The car and bike show will be sponsored by the Throttle Jockeys car club and the Freedom Seekers motorcycle club. McKibben said that since the street will be blocked off, the show cars will be parked for display all along Main Street.
There is to be a live musical performance by Scott Warren and the Booze Mountaineers from 7:30 to 11 p.m. Members of the band describe their music as “folksy-rock, Appalachian inspired Americana.”
Along with the car and bike show and the live music, festival goers will also be entertained by a hot dog eating contest. McKibben said that it will cost $10 to enter the contest. Contestants will then have three minutes to eat as many hot dogs as possible.

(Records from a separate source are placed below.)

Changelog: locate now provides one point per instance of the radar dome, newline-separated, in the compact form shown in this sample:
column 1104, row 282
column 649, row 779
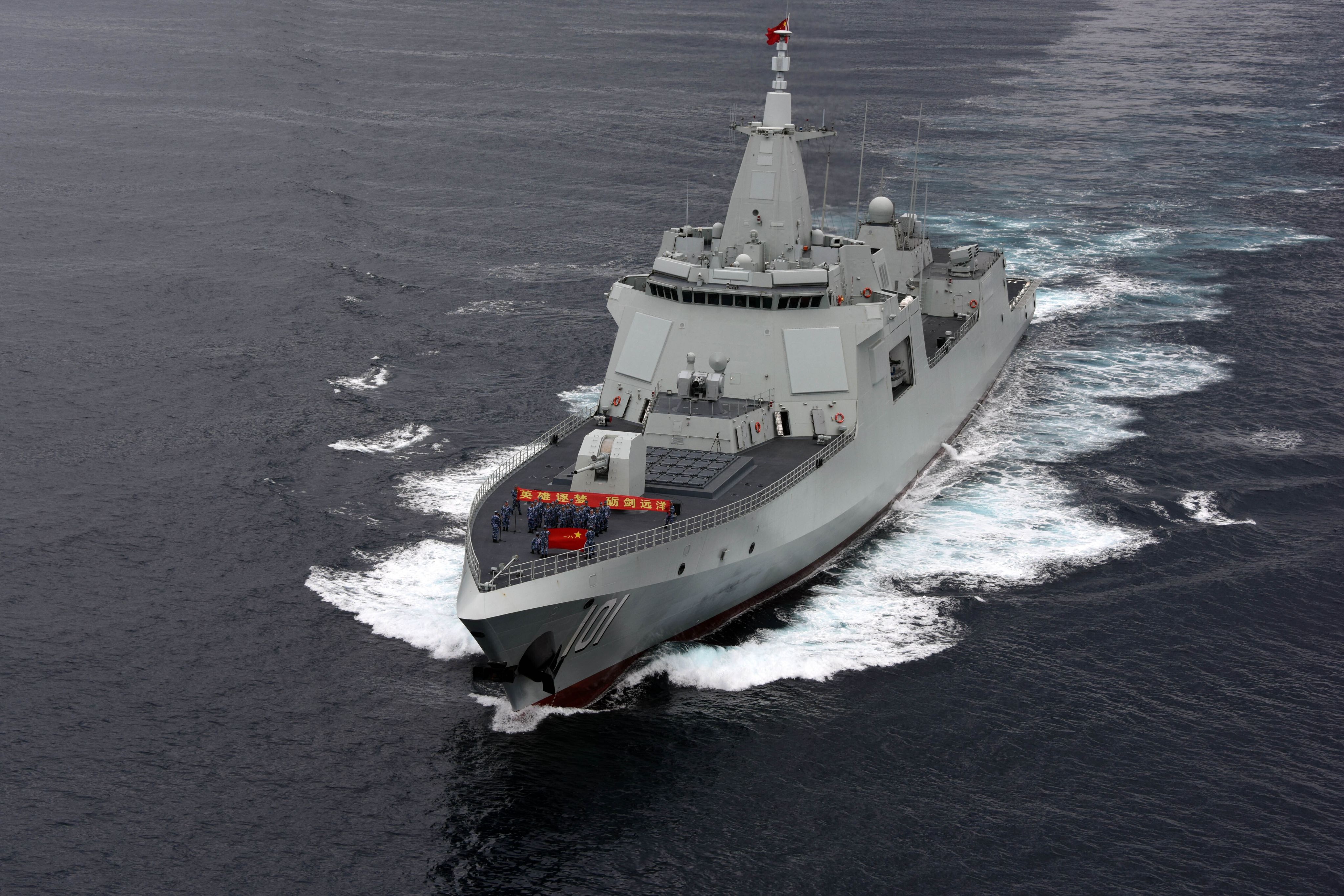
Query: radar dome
column 881, row 210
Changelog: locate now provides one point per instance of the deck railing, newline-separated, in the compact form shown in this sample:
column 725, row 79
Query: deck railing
column 601, row 551
column 511, row 465
column 954, row 340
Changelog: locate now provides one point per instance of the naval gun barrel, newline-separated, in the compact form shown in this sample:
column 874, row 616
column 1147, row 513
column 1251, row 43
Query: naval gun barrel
column 598, row 464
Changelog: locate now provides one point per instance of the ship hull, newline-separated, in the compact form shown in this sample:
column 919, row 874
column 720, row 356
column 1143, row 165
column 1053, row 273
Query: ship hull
column 691, row 586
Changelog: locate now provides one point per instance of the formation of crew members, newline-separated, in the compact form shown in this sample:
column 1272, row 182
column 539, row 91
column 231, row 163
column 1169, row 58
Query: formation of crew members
column 543, row 516
column 564, row 516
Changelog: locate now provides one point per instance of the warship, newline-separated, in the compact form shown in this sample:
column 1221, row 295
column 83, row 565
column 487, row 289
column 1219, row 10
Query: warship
column 772, row 391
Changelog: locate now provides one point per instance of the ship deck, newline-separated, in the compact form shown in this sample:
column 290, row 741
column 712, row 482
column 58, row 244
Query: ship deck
column 772, row 461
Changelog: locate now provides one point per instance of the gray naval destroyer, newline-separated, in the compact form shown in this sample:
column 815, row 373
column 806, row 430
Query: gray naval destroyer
column 780, row 385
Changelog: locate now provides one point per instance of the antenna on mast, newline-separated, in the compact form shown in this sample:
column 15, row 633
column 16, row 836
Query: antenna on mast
column 858, row 193
column 914, row 177
column 927, row 209
column 826, row 183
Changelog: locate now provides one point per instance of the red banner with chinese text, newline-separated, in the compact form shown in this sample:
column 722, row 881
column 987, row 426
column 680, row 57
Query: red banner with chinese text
column 591, row 499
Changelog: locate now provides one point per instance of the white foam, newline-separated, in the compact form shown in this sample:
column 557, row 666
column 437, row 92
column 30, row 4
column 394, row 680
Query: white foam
column 581, row 397
column 526, row 719
column 1203, row 507
column 1277, row 440
column 450, row 492
column 493, row 307
column 408, row 593
column 389, row 443
column 366, row 382
column 845, row 628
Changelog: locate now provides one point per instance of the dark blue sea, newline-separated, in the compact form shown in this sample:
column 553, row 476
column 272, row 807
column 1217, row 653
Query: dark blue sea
column 283, row 280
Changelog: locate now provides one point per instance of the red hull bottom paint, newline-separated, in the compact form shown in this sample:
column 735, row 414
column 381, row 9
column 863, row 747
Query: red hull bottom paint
column 585, row 694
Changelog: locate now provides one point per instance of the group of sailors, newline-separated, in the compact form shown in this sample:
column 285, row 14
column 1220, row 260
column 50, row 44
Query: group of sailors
column 566, row 516
column 543, row 516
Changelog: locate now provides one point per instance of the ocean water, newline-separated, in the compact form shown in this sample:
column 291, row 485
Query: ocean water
column 287, row 281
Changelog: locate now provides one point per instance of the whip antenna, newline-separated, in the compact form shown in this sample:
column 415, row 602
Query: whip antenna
column 858, row 194
column 914, row 178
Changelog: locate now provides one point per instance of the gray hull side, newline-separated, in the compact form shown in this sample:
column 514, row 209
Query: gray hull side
column 722, row 572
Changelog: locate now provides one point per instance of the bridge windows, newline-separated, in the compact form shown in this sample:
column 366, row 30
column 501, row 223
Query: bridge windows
column 733, row 299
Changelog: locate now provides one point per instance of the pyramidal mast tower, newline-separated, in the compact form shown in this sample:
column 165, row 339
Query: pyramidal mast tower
column 771, row 195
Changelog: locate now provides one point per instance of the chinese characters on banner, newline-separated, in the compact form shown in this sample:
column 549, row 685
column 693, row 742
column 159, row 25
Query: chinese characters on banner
column 588, row 499
column 566, row 539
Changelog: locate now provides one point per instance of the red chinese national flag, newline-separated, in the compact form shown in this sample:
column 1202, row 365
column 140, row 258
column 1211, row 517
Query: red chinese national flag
column 566, row 539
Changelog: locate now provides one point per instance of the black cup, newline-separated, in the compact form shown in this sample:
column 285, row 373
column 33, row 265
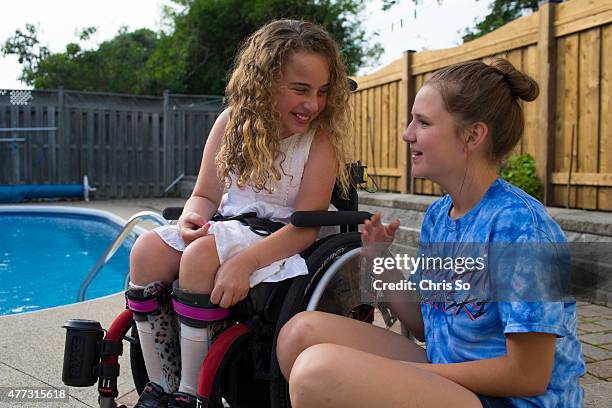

The winner will be the one who eats the most hot dogs and will win a trophy.
Marty Robinson, community resource coordinator for Redmond EMS, mentioned that along with the scheduled events and performances, there would be door prizes and giveaways for festivalgoers. Robinson also said that Redmond EMS will be providing any emergency medical assistance for the festival.
“[The organizers] have brought a lot of things into town for this party,” said McKibben, “all we need now is for people to show up.”